Loome Integrate Online supports Apache Parquet as a migration target out of the box. This means that if a target connection utilizes a file definition with the file format “Parquet” Loome Integrate will automatically output the data to a parquet file rather than a flat file.

Datetime Offset in Parquet

When datetime columns are exported to Parquet, they are converted into the timestamp format. The timestamp format is seconds since January 1, 1970 (midnight UTC/GMT), and as a result, it needs to be combined with a timezone in order to display a readable datetime value.

If you have datetimeoffset columns, these contain the timezone information required to correctly create the UTC timestamp in Parquet/Databricks without inferring any information.

If you have a datetime column that has no offset value, there is no way to determine which timezone it belongs in. Loome will use the timezone the agent is currently running in.

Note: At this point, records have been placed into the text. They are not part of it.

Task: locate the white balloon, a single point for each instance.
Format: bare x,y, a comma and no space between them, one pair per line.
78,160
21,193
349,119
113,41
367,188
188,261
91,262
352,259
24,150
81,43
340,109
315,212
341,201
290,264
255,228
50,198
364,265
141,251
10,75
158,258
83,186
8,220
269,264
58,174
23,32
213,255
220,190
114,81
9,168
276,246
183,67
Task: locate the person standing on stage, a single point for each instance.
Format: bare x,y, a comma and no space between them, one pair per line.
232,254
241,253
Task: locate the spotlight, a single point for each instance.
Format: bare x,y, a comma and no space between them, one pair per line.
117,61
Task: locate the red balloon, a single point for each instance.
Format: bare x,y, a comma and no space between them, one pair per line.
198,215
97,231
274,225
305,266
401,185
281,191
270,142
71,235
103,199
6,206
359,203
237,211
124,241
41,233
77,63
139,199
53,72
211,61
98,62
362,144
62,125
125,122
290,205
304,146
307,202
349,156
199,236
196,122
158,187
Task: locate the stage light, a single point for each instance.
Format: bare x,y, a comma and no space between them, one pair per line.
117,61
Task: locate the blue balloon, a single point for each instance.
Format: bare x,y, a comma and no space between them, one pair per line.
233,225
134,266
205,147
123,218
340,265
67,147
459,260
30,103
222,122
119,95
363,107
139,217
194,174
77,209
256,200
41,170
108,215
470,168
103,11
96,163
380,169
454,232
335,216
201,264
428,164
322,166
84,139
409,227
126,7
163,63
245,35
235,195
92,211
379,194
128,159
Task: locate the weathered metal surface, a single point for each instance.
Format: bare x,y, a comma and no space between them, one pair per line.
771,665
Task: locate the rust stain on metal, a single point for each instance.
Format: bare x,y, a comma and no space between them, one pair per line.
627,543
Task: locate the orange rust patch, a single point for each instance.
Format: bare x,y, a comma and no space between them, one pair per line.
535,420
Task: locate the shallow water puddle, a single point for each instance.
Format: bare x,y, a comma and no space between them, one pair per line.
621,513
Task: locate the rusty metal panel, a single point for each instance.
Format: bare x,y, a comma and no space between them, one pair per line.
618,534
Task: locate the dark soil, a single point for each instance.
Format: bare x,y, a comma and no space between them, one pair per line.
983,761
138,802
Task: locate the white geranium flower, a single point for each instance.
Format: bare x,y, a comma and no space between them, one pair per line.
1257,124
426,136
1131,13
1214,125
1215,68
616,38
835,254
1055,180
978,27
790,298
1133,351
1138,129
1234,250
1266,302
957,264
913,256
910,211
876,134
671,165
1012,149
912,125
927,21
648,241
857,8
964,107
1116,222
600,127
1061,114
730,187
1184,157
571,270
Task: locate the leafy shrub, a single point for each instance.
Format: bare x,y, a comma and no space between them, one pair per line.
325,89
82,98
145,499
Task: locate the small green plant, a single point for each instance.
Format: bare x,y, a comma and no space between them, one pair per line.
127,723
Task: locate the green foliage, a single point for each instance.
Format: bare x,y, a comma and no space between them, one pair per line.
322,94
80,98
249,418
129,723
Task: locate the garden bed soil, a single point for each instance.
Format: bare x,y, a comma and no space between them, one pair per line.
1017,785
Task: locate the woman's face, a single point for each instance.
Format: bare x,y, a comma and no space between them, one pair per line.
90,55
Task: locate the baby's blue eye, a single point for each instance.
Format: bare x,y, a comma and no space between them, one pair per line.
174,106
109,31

You can choose the way datetime columns are handled in Parquet file definitions.

You can leave these as the current default, or you can adjust this by adding a configuration setting to your connection string. You can use this configuration setting to choose the timezone of a datetime column in Parquet, or you can export datetime columns as string literals.

Default Datetime

When exporting into Parquet;

  • The ‘DateTimeOffset’ column type values are adjusted to a UTC date using the offset of the original datetimeoffset value.
  • The ‘DateTime’ column type values are adjusted to a UTC date by providing an offset from the timezone of the Loome Agent running the export.

As default, Loome will use the timezone that the agent is running in to create a UTC adjusted timestamp for the datetime offset value.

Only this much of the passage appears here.